Counselors say that people who give in too easily are stuck in a developmental stage of emotional dependency and do not realize it. They even take responsibility for his or her partner’s abusive behavior. They think they somehow deserve ill-treatment. Even though withdrawal of any kind can be threatening in any close relationship, the Christian needs to look beyond his or her immediate reactions of panic or abandonment. Dobson says that we cannot build love relationships out of an obligatory kind of situation where there is no possibility of getting away – where we feel trapped or held together. This is referred to as “enmeshment”. The romantic-spark requires self-respect and at the same time enough security in oneself to give the other person space and freedom when he or she wants it.

Dr. Bryce Kaye says someone else's lack of love is by no means a reflection of our lovability and that appeasing behaviors are fueled by a misplaced sense of responsibility for a partner's happiness. We can only invite another person to explore love. However, if he or she doesn't want it, then we cannot hold on through desperation. Kaye writes, “One of the biggest myths about relationships is that most break-ups occur because partners can’t get close enough or because they can’t communicate. This makes about as much sense as saying that most people die because their brains stop working. The coincidence is accurate, the causality is not.

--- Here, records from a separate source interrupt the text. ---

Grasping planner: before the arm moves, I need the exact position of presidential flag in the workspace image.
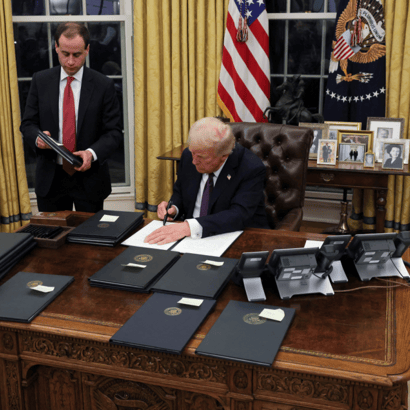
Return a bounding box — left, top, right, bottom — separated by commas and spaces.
218, 0, 270, 122
323, 0, 386, 129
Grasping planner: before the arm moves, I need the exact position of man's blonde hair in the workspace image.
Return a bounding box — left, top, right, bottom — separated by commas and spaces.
188, 117, 235, 157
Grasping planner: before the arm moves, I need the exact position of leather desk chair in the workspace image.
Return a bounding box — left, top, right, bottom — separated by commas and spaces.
230, 122, 313, 231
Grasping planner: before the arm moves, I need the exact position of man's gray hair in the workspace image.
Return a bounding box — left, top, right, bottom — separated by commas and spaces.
188, 117, 235, 156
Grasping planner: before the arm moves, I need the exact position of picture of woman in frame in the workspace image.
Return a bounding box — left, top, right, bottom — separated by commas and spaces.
382, 143, 403, 169
363, 152, 374, 168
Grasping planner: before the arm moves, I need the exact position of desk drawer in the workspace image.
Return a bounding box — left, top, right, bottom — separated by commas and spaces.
306, 169, 389, 189
253, 401, 317, 410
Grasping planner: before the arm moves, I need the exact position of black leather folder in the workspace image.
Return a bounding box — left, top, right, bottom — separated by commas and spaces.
195, 300, 295, 366
37, 130, 83, 167
0, 272, 74, 323
152, 253, 238, 299
89, 246, 179, 292
67, 210, 144, 246
0, 232, 37, 279
110, 293, 216, 354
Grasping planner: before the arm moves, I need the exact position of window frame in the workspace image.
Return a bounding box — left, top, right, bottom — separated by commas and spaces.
12, 0, 135, 201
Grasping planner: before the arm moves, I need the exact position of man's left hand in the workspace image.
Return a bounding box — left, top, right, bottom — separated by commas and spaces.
144, 222, 191, 245
73, 151, 93, 172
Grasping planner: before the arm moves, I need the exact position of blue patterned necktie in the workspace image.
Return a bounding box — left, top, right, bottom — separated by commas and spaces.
199, 172, 214, 216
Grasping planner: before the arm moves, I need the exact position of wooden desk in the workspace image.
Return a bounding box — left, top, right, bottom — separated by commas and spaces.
0, 216, 410, 410
157, 144, 410, 232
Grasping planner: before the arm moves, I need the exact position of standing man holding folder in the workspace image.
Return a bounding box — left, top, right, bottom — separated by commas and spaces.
145, 118, 269, 245
20, 22, 122, 212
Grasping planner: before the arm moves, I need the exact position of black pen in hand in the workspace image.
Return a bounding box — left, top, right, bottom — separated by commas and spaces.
162, 201, 172, 226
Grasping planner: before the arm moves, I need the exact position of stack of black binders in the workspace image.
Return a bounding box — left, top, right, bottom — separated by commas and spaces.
0, 232, 37, 278
88, 246, 179, 293
67, 210, 144, 246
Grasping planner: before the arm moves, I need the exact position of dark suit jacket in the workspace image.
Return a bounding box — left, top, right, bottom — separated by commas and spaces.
20, 66, 123, 199
171, 144, 269, 238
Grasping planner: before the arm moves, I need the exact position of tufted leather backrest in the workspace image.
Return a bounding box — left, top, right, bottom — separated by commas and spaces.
230, 122, 313, 231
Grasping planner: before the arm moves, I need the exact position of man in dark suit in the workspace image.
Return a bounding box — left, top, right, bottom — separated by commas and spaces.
20, 22, 122, 212
145, 118, 269, 244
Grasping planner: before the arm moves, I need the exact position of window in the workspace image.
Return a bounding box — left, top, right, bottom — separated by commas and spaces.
12, 0, 134, 193
266, 0, 339, 118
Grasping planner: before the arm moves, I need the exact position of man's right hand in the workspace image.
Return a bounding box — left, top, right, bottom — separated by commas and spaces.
36, 131, 52, 149
157, 201, 177, 221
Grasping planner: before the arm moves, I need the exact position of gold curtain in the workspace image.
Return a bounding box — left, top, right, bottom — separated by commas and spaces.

The paradox is that most break-downs in intimacy occur because partners are not sufficiently separate. By "separate’ I do not mean giving each other the cold shoulder or ignoring each other. I am referring to keeping one’s identity separate, valid, valuable, and whole without requiring the other partner to provide the missing pieces. If you feel unlovable and are too ashamed to admit it even to yourself, then you are likely to claw at your partner to restore your sense of worth. You will probably try to obligate your partner as if he or she were a parent, at the same time trying to change that parent. "If you loved me…" is a classic guilting maneuver in this fashion. Such intrusiveness, arising from enmeshed personal identities, is far more responsible for break-ups than mere communication problems. In fact, most communication problems in intimacy derive from enmeshment.

”Kaye further explains that it is unrealistic to love our partner all the time. "...this myth ignores the fact that feelings are transitory. It’s also an especially dangerous myth because it sets the stage for turning the feeling of love into a responsibility and that doesn’t work. Many couples have sexual dysfunction around just this issue. If a partner buys the notion that he/she "should" always be interested in sex, then interest will usually atrophy. If you buy the obligation for feeling love, then that too will usually atrophy as a hollow-feeling role takes its place. The reality is that some moments you feel love for your partner, other moments you don’t. There may also be fairly long spans of time when a partner is incapable of love because of stress. That’s natural, it’s real, and it can also be temporary especially if both partners understand the episodic nature of love.

"People who lose respect for themselves seek strength from gaining acceptance. They have little courage to express their own feelings and convictions and are easily intimidated by others. This accommodating tendency snuffs out the spark of love because self-respect precedes love. Self confidence has a lightness and an air of casualness and security that is unmistakable. Appeasing only produces a negative effect of repelling and never attracting others.